Let me preface this by saying in the past two days I have taught myself vaguely how to use this program so it is totally possible I making an incredibly simple mistake, but any help is greatly appreciated. I am trying to use SHAP's waterfall to visualize the impact of various variables on the prediction of my XGBoost model. The model takes in 13 variables about the team's salary and then predicts the team's rank. The model works well but when I try to use SHAP their values are wrong. As far as I understand, the f(x) in the top right of the waterfall is supposed to be the same as the model prediction but that is not at all the case.
Here is my code:
import shap
from joblib import dump, load
import xgboost as xgb
import pandas as pd
import numpy as np
filen = f"D:\miniconda-keep\Created Data\Done Data - Copy.csv"
X = pd.read_csv(filen).iloc[:,3:-3].div(10000).astype(int)
y = pd.read_csv(filen).iloc[:,-1:].astype(int).subtract(1)
model = load("D:\miniconda-keep\Saved Will Made Files\Models\Successful_XGBoost_Model.joblib")
explainer = shap.Explainer(model)
shap_values = explainer(X)
pred = model.predict(X)
#EDIT THE VARIABLE BELOW TO LOOK AT DIFFERENT TEAMS
to_pred = 21
print(X.iloc[to_pred].subtract(X.mean(axis=0)))
print('Team:',pd.read_csv(filen).iloc[to_pred,1])
print(f"model pred {pred[to_pred]+1}")
shap.plots.waterfall(shap_values[to_pred,:,pred[to_pred]])
This is the output and waterfall plot:
Average Salary 73.311005
Highest Salary 1280.382775
Number of Homegrowns 0.000000
Salary IQR 25.593301
Salary Standard Deviation 239.521531
Average GK Salary 5.866029
Average Defender Salary 10.866029
Average Midfielder Salary 118.449761
Average Attacker Salary 137.674641
Highest Goalkeeper Salary 32.688995
dtype: float64
Team: Toronto FC
model pred 15
A working example from SHAP's API Examples page:
import xgboost
import shap
# train XGBoost model
X, y = shap.datasets.adult()
model = xgboost.XGBClassifier().fit(X, y)
# compute SHAP values
explainer = shap.Explainer(model, X)
shap_values = explainer(X)
shap.plots.waterfall(shap_values[0])
This outputs:
Thank you so much for any help!
The SHAP output was the log odds of the model making that prediction, per @MichaelM. This was because the model was an XGBoost classifier, not a regressor. With an XGBoost regressor, the SHAP value is in fact the model prediction.
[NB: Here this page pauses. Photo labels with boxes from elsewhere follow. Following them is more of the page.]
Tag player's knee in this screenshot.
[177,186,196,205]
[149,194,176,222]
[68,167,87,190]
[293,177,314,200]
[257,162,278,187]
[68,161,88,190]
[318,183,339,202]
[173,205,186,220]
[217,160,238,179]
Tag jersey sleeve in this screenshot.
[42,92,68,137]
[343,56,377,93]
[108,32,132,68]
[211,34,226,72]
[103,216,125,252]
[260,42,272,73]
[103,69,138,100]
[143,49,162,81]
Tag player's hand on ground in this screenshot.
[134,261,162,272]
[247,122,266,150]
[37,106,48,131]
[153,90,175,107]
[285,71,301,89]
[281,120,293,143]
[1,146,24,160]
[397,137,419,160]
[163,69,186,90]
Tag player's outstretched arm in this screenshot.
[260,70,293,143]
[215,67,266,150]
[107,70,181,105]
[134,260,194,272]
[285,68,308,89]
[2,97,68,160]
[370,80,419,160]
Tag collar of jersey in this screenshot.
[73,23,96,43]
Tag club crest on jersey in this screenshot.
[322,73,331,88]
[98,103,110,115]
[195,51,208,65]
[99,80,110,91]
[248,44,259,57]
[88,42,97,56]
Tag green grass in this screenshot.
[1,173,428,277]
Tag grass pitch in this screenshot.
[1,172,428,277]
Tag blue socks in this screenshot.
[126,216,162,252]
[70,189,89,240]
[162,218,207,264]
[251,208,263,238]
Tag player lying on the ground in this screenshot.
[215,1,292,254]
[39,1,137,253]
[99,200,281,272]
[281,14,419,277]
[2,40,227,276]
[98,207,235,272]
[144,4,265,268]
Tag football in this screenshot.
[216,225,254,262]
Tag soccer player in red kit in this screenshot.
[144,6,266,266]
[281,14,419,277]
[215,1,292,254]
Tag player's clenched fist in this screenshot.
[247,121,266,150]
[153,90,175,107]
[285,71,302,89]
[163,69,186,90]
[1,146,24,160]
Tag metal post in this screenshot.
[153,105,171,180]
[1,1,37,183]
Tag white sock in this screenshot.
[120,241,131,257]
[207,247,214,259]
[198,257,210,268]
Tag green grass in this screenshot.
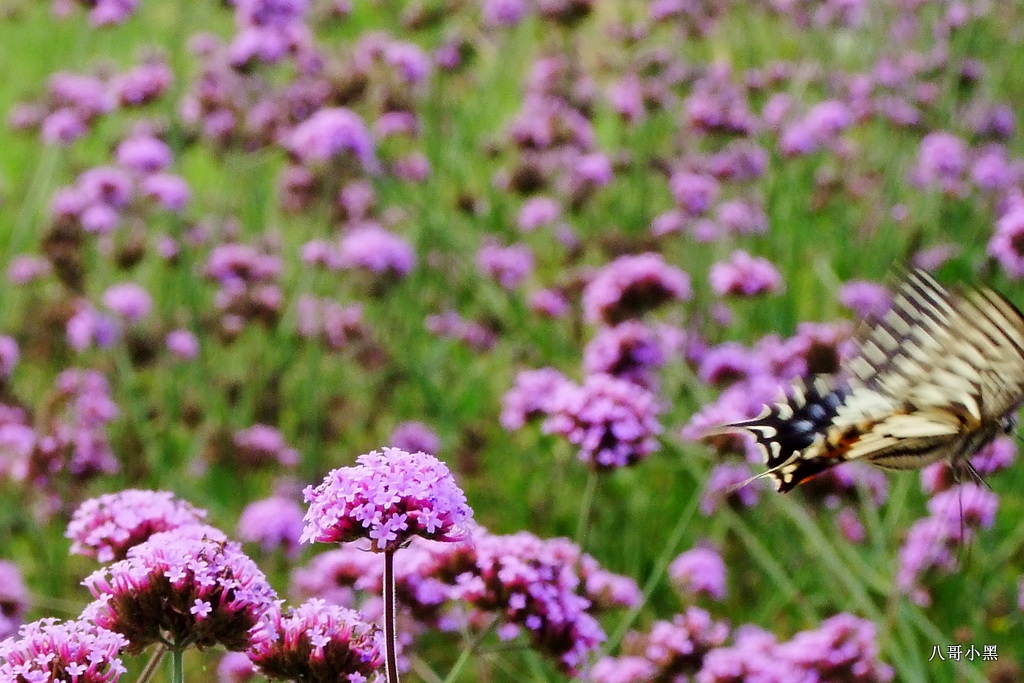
[0,0,1024,681]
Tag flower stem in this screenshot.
[171,649,185,683]
[385,550,398,683]
[135,643,167,683]
[575,470,601,549]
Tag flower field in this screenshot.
[0,0,1024,683]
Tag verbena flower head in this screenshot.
[583,253,692,325]
[709,250,782,296]
[583,321,665,388]
[65,488,207,563]
[390,421,441,455]
[544,375,662,470]
[455,531,605,674]
[500,368,569,431]
[238,496,302,558]
[0,560,29,640]
[775,613,894,683]
[339,224,416,278]
[248,599,384,683]
[0,618,128,683]
[300,446,473,552]
[669,547,725,600]
[82,527,276,653]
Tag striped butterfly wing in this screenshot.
[841,270,1024,469]
[725,270,1024,492]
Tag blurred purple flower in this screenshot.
[911,131,970,195]
[774,612,894,683]
[586,655,651,683]
[708,250,782,296]
[65,488,207,564]
[114,133,173,175]
[233,424,299,467]
[238,496,303,559]
[7,254,53,286]
[500,368,569,431]
[544,375,662,471]
[103,283,153,323]
[988,200,1024,280]
[288,108,377,172]
[715,200,768,234]
[423,310,498,351]
[110,59,174,106]
[669,171,719,216]
[455,531,605,675]
[217,652,256,683]
[82,531,276,654]
[388,422,441,456]
[527,289,572,317]
[583,321,665,389]
[0,560,29,643]
[339,224,416,278]
[476,243,534,290]
[248,599,384,683]
[301,446,473,552]
[139,173,191,213]
[518,197,562,232]
[164,330,199,359]
[583,253,693,325]
[0,618,128,683]
[839,280,892,319]
[669,547,726,600]
[480,0,529,27]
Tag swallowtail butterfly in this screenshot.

With an XGBoost regressor:
import xgboost
import shap
import pandas as pd
from sklearn.model_selection import RepeatedKFold
from sklearn.model_selection import cross_val_score
from numpy import absolute
filen = "D:\miniconda-keep\Created Data\Done Data - Copy.csv"
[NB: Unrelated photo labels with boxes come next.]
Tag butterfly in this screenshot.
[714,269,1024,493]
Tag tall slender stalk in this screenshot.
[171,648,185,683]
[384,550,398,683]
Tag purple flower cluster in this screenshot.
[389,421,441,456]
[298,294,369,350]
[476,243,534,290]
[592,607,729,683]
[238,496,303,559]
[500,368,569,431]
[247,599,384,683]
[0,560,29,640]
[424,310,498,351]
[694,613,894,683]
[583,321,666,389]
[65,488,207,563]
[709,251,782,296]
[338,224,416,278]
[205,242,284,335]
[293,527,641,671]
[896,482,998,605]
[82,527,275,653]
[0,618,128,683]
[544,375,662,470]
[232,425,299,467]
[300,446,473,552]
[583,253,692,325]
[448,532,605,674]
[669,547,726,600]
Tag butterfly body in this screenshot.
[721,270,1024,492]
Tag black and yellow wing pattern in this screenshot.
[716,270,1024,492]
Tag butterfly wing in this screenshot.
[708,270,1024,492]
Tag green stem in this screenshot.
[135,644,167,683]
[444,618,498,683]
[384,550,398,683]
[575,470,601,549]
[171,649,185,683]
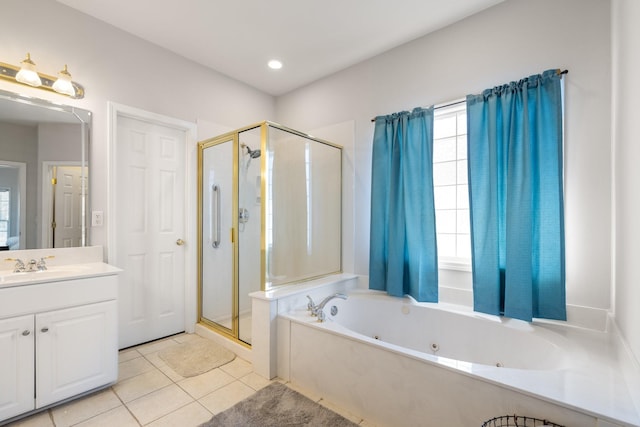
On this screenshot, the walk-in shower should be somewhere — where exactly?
[198,122,342,345]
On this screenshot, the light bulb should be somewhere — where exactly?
[16,53,42,87]
[52,64,76,96]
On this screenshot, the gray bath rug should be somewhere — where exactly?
[158,338,236,377]
[200,383,357,427]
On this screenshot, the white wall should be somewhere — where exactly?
[612,0,640,363]
[0,0,275,251]
[276,0,611,309]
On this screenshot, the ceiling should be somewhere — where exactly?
[57,0,503,96]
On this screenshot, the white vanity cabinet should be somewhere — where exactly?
[0,269,118,422]
[0,315,35,420]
X, y=pd.read_csv(filen).iloc[:,3:-3].div(10000), pd.read_csv(filen).iloc[:,-1:]
model = xgboost.XGBRegressor()
# define model evaluation method
cv = RepeatedKFold(n_splits=10, n_repeats=3, random_state=1)
# evaluate model
scores = cross_val_score(model, X, y, scoring='neg_mean_absolute_error', cv=cv, n_jobs=-1)
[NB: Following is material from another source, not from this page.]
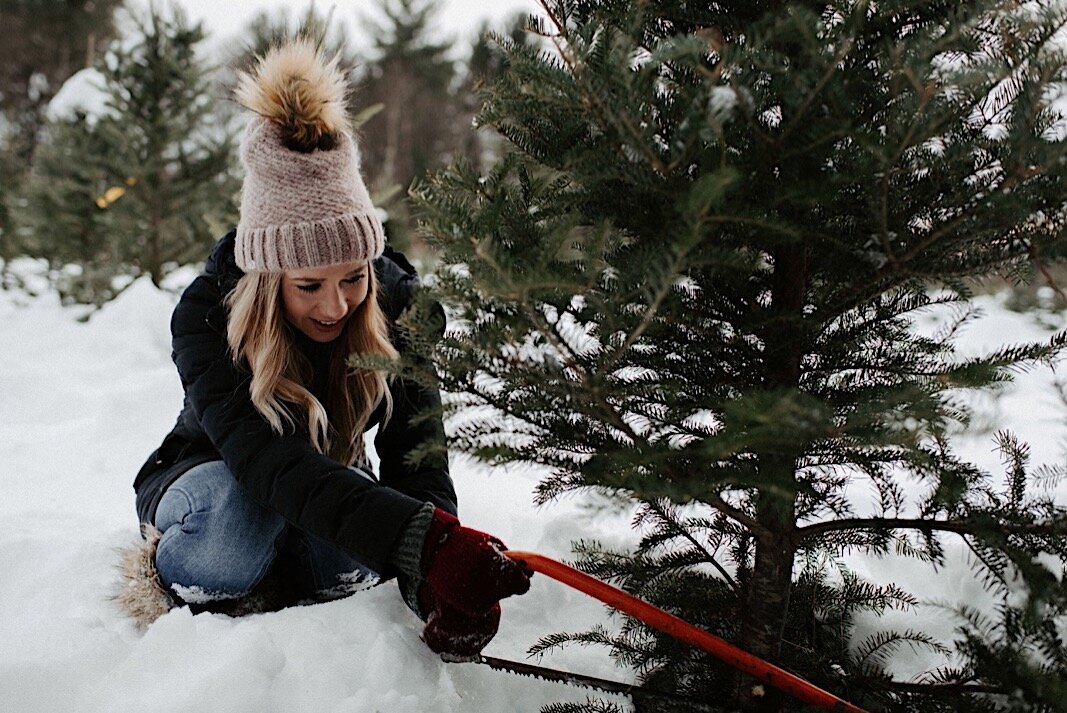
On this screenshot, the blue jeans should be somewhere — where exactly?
[155,460,378,604]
# force scores to be positive
scores = absolute(scores)
print('Mean MAE: %.3f (%.3f)' % (scores.mean(), scores.std()) )
model.fit(X, y)
explainer = shap.Explainer(model)
shap_values = explainer(X)
#EDIT VARIABLE BELOW TO CHANGE TEAM
row = 2
# visualize the first prediction's explanation
print(pd.read_csv(filen).iloc[row,1])
print(pd.read_csv(filen).iloc[row,-1])
shap.plots.waterfall(shap_values[row])
This outputs:
Mean MAE: 3.348 (0.495)
FC Cincinnati
1.0